Lee KP, Schotland M, Bacchetti P, Bero LA (2002) Association of
journal quality indicators with methodological quality of clinical
research articles. AMA-JOURNAL OF THE AMERICAN MEDICAL ASSOCIATION
287 (21): 2805-2808
"High citation rates... and low manuscript acceptance rates...
appear to be predictive of higher methodological quality scores
for journal articles"
Ray J, Berkwits M, Davidoff F (2000) The fate of manuscripts rejected
by a general medical journal. AMERICAN JOURNAL OF MEDICINE 109
(2): 131-135.
"The majority of the manuscripts that were rejected... were
eventually published... in specialty journals with lower impact
factor..."
Donohue JM, Fox JB (2000) A multi-method evaluation of journals in the
decision and management sciences by US academics.

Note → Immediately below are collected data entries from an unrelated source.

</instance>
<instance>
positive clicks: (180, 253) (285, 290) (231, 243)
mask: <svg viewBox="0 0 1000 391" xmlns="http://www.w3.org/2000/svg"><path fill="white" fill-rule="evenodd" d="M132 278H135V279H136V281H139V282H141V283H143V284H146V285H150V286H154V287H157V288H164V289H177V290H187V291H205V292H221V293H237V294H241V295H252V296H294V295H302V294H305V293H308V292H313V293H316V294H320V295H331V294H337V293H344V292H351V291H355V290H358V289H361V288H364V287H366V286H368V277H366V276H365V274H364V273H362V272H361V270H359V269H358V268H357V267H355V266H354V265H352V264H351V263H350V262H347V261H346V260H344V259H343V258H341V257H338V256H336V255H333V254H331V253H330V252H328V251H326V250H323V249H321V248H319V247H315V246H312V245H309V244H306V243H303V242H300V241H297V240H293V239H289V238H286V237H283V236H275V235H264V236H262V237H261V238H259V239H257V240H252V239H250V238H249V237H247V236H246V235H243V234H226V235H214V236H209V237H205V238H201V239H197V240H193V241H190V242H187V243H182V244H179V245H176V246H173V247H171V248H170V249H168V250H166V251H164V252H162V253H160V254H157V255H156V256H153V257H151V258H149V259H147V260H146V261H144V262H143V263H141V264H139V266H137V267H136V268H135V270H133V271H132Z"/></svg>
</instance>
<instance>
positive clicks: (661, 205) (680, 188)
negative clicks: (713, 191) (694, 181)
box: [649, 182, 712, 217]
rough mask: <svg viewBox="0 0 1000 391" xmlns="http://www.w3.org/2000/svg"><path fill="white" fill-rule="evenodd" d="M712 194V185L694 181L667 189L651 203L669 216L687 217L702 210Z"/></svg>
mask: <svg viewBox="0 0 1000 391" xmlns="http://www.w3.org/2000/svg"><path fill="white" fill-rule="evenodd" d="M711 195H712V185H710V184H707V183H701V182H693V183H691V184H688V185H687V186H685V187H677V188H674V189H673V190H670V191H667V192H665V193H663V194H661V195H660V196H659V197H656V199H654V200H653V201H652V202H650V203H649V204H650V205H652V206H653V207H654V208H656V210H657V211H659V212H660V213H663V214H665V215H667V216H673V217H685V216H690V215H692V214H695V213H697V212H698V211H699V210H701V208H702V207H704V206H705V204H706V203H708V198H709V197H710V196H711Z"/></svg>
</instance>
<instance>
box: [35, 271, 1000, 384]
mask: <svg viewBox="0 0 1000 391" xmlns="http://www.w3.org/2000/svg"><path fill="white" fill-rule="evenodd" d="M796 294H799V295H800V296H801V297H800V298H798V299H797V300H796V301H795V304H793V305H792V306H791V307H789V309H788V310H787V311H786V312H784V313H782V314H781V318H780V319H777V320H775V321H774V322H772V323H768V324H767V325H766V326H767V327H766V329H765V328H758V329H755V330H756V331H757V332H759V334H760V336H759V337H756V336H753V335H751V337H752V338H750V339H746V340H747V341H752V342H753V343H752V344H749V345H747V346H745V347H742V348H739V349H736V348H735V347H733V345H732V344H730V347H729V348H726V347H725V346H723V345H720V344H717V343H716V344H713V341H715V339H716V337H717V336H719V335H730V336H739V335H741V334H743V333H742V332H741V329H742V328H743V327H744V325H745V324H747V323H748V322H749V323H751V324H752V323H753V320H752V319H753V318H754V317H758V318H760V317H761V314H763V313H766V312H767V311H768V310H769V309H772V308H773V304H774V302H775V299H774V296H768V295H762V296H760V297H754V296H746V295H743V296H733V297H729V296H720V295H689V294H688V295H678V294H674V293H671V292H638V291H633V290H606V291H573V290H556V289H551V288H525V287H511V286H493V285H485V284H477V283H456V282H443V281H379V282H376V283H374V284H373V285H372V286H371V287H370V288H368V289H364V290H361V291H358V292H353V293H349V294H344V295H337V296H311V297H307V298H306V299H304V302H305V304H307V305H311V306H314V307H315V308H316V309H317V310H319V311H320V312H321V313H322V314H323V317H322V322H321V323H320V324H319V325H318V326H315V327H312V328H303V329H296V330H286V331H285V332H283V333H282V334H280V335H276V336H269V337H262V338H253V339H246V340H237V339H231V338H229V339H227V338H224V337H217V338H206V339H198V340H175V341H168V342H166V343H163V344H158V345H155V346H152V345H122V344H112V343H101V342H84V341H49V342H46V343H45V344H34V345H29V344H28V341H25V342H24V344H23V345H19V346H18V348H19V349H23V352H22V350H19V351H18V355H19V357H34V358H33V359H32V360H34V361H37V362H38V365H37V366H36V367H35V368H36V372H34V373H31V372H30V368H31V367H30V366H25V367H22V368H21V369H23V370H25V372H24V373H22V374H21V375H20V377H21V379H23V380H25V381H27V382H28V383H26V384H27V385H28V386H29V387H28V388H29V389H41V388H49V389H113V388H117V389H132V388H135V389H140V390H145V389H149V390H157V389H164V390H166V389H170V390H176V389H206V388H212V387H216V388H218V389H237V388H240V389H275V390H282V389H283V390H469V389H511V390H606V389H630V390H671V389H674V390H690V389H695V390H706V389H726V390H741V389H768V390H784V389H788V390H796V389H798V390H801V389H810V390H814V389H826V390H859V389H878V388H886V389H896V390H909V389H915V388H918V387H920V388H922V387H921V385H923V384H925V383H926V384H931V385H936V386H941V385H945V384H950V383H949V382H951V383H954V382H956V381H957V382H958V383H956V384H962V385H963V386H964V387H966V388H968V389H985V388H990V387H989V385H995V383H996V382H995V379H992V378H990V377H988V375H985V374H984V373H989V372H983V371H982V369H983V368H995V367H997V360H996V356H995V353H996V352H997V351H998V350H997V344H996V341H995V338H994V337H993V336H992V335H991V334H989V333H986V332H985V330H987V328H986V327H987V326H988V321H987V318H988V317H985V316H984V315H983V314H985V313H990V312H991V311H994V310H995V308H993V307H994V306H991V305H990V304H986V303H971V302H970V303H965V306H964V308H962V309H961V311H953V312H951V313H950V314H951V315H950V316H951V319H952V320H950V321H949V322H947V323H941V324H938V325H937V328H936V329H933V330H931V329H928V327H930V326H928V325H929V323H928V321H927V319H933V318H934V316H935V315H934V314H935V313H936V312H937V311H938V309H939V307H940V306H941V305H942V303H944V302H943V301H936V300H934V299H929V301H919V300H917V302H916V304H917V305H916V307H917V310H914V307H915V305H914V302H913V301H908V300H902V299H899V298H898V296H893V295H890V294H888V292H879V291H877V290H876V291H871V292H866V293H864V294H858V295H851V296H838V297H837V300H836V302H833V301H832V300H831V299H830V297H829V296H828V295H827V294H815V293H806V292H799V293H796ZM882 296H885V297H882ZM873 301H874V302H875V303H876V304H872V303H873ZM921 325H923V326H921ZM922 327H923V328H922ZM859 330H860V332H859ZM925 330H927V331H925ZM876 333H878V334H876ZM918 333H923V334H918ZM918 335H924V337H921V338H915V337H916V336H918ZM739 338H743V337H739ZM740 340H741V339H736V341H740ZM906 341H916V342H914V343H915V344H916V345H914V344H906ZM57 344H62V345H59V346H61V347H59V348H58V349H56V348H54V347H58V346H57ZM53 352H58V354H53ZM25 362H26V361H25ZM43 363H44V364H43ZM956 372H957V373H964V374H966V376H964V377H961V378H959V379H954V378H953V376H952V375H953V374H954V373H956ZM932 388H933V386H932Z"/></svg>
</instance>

OMEGA-INTERNATIONAL
JOURNAL OF MANAGEMENT SCIENCE 28 (1): 17-36
"perceived quality ratings of the journals are positively
correlated with citation impact factors... and negatively
correlated with acceptance rate."
Yamazaki S (1995) Refereeing System of 29 Life-Science Journals
Preferred by Japanese Scientists SCIENTOMETRICS 33 (1): 123-129
"There was a high correlation between the rejection rate and
the impact factor"
All indications are that impact can be improved upon -- sometimes substantially --
by making the article OA:
http://opcit.eprints.org/oacitation-biblio.html
http://citebase.eprints.org/isi_study/
http://www.crsc.uqam.ca/lab/chawki/ch.htm
http://citebase.eprints.org/analysis/correlation.php
Harnad, S. & Brody, T. (2004) Comparing the Impact of Open Access
(OA) vs. Non-OA Articles in the Same Journals, D-Lib Magazine 10
(6) June
http://www.dlib.org/dlib/june04/harnad/06harnad.html
And *that* is the essential rationale for OA.